Dad is Chris Parker, and he and Persephone make up Father Daughter Plumbing and Drain Service in Colorado Springs. Chris has been a plumber for nearly 20 years, working for companies before launching the business this year; Persephone is a fourth-year apprentice, working under her dad's supervision.
"He's a very, very good teacher," she says.
The timing of the new business proved to be unfortunate. Father and daughter were just getting started when Chris' wife lost her job due to the coronavirus pandemic, so Chris had to get work that came with health insurance. He and Persephone are now both working for RK Mechanical, with Father and Daughter Plumbing relegated to a side gig for now. Between both jobs, that allows for little to no time off, but Persephone doesn't seem to mind.
"I love being able to stay active and doing something new every day," she says. "It's like a big puzzle all the time."
Persephone, who turns 23 in July and has a younger sister aiming to become a veterinarian, did not always intend to follow in her dad's footsteps. (If you're wondering about her name, by the way, her mom is a fan of Greek mythology.)

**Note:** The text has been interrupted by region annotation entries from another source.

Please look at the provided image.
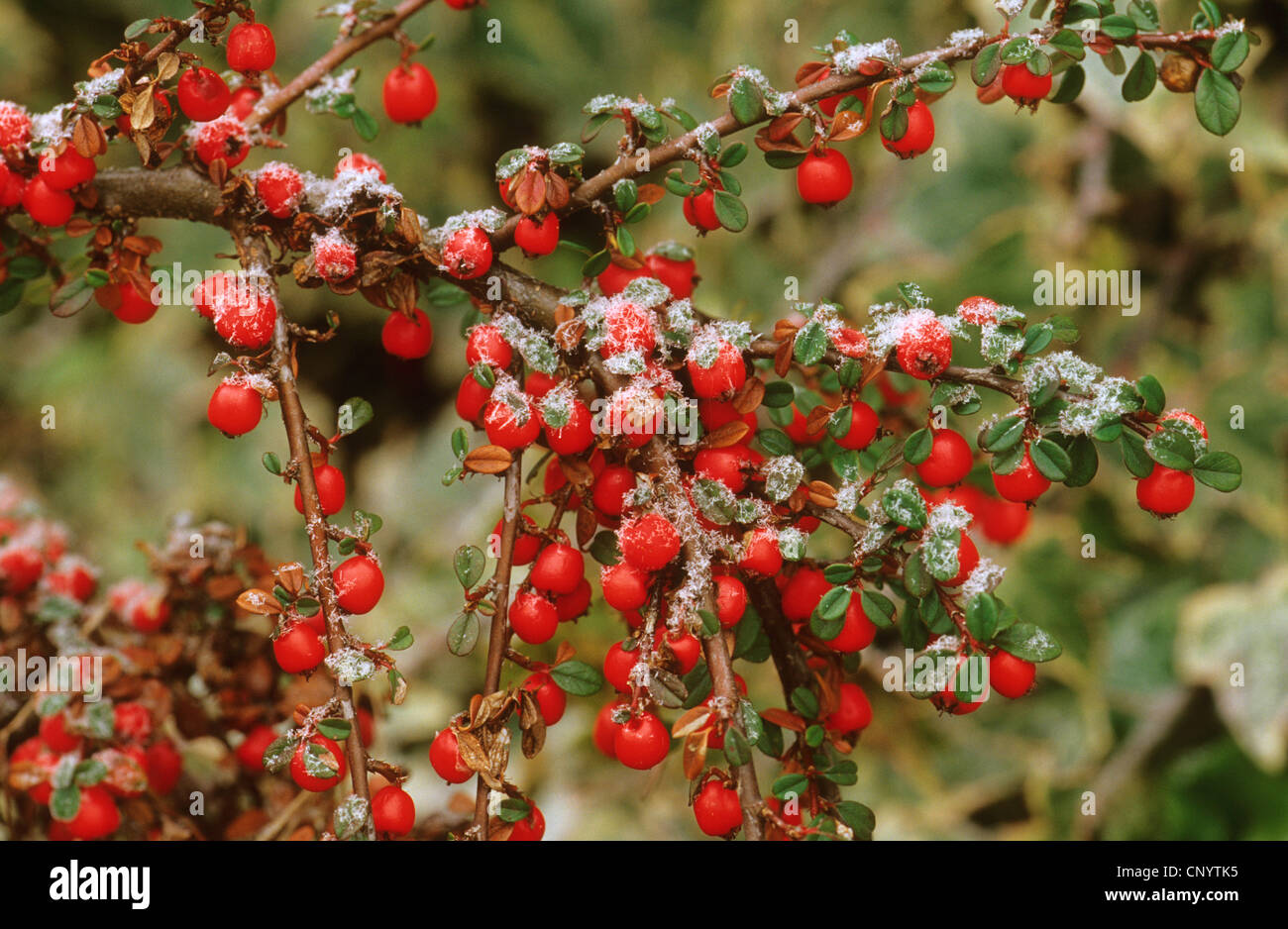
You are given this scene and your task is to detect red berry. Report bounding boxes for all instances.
[514,212,559,258]
[644,246,698,300]
[507,803,546,842]
[273,623,326,674]
[39,146,98,190]
[483,394,541,451]
[834,400,881,451]
[896,311,953,381]
[67,783,121,842]
[1136,464,1194,516]
[528,542,587,593]
[917,429,973,487]
[993,443,1051,503]
[554,577,591,623]
[823,682,872,732]
[541,397,595,456]
[595,261,648,297]
[40,713,81,756]
[331,555,385,615]
[957,297,1001,326]
[371,783,416,835]
[592,700,627,758]
[796,148,854,206]
[291,732,348,794]
[456,373,492,422]
[881,100,935,158]
[988,650,1038,700]
[738,528,783,577]
[617,513,680,571]
[143,739,183,794]
[522,671,568,726]
[213,282,277,349]
[193,113,250,167]
[206,377,265,438]
[980,496,1031,546]
[782,567,832,623]
[465,323,514,368]
[693,778,742,835]
[1002,63,1051,107]
[22,175,76,228]
[713,573,747,629]
[235,726,277,774]
[684,188,720,232]
[686,341,747,399]
[599,561,653,610]
[443,227,492,280]
[335,152,389,184]
[0,100,31,150]
[380,309,434,359]
[176,67,233,122]
[227,23,277,73]
[295,464,345,516]
[613,713,671,771]
[255,160,304,219]
[382,61,438,124]
[591,464,635,516]
[509,590,559,645]
[112,700,152,743]
[429,728,474,783]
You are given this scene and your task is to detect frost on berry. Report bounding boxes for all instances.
[761,455,805,503]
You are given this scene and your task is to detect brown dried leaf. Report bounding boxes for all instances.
[463,446,511,474]
[684,728,711,781]
[808,481,836,509]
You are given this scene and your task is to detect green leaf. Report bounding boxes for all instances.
[550,660,604,696]
[903,429,935,464]
[729,77,764,126]
[834,800,877,842]
[1047,29,1087,61]
[1047,64,1087,104]
[447,612,480,655]
[452,546,486,590]
[1100,13,1136,40]
[1210,32,1248,73]
[1136,374,1167,416]
[1194,452,1243,493]
[712,190,747,232]
[791,687,818,719]
[859,590,894,629]
[996,623,1063,662]
[353,107,380,142]
[1194,68,1241,135]
[970,43,1002,87]
[979,413,1025,453]
[1120,429,1154,477]
[1029,439,1073,482]
[318,717,353,743]
[336,396,376,435]
[1124,51,1158,103]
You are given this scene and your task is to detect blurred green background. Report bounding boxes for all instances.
[0,0,1288,839]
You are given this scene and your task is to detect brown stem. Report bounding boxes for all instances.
[471,453,523,840]
[246,0,432,129]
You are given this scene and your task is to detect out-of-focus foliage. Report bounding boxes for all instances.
[0,0,1288,838]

"My dad always told me in high school, he was like, you should be a plumber when you graduate," Persephone says. "And I'd be like, no, I'm not going to do that."
Instead, she was looking at a career in teaching. But she was working at a day care and wasn't enjoying it, so when her dad suggested again that she give plumbing a try, she said yes. "And I loved it."
Chris started in landscaping but found himself gravitating toward plumbing. It wasn't until he became a plumber that he learned that his grandfather, who lived in Iowa, had also been one — "50 years in the pipe-fitting union."
Like his daughter, Chris started as an apprentice before becoming a journeyman and working his way up to running crews — "big crews," he says. "I just figured, if I could do all this, why not do it on my own?"
Chris likes working with his hands, likes meeting with homeowners, and likes what you might call the mystery component of plumbing.
"I really like to clean drains and see what's inside of them. It's kind of gross, but it kind of excites me."
When asked what she doesn't like about plumbing, Persephone mentions work areas, such as crawl spaces, that can be very cramped. "I get claustrophobic sometimes," she says.
Chris, on the other hand, says he can't think of anything bad to say about his occupation. "It's a good career. It's put groceries on my table for many, many years."
While the belief may persist that plumbing — and working in the trades in general — is a man's world, Persephone recommends it for anyone who wants to stay busy and doesn't want to be chained to a desk. "You don't have to be super strong," she says, adding that her friends have applauded her career choice.
Still, her presence at a job site does catch some people by surprise. "I think most of the time, people think I'm mostly in the office," she says, "and don't actually work in the field."
Business mostly comes from word of mouth, though Father and Daughter Plumbing does have a website and a presence on Facebook and other social media.
"My daughter is the one who came up with the website," Chris says. "She's very smart. I'm excited to see what the future might bring us."